Antonio Santo - Periodista, escritor y músico

Hasta siempre, Terry Pratchett

Terry Pratchett ha muerto hoy a la edad de 66 años. Se lo ha llevado una rara forma de alzhéimer temprano, y con él desaparece uno de los mejores satiristas de la historia de la literatura inglesa. Una mente brillante y afilada, capaz de diseccionar con precisión las miserias del alma humana y de nuestra sociedad y al mismo tiempo celebrar con ternura la bondad y la belleza de la que también somos capaces. Un tipo que presumía de ser el autor más robado de las tiendas británicas, que anunció su enfermedad a sus lectores en una carta titulada “Una jodienda”. Un Mark Twain con sombrero de ala ancha.

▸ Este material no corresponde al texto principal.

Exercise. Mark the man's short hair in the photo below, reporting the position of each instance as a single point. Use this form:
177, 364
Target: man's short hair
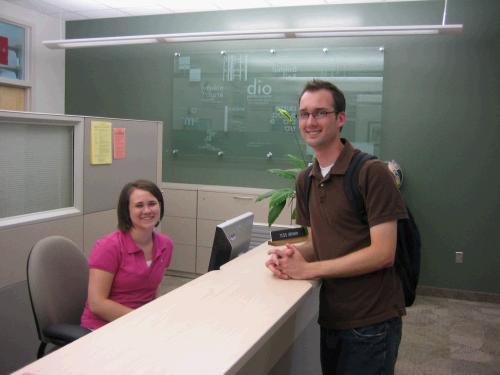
337, 94
123, 210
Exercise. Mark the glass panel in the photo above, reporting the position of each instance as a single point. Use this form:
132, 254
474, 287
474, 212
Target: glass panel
225, 129
12, 51
36, 168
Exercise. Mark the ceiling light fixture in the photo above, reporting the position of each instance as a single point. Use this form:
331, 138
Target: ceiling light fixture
260, 34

Su extensa obra abarca más de 70 títulos, pero su creación más aplaudida es el Mundodisco, un lugar que refleja nuestra sociedad como un espejo deformante. En ese disco, que descansa sobre los hombros de cuatro elefantes a lomos de la tortuga estelar Gran A’Tuin, hay magos y trolls y enanos y brujas, pero sobre todo hay seres humanos como nosotros, con nuestros mismos miedos y grandezas. Sus libros se han reído a carcajadas luminosas de la política, la religión, los ejércitos, la policía, la enseñanza, pero sobre todo de nosotros mismos, con una risa tierna para con los humildes y una fiereza indomable contra los poderosos.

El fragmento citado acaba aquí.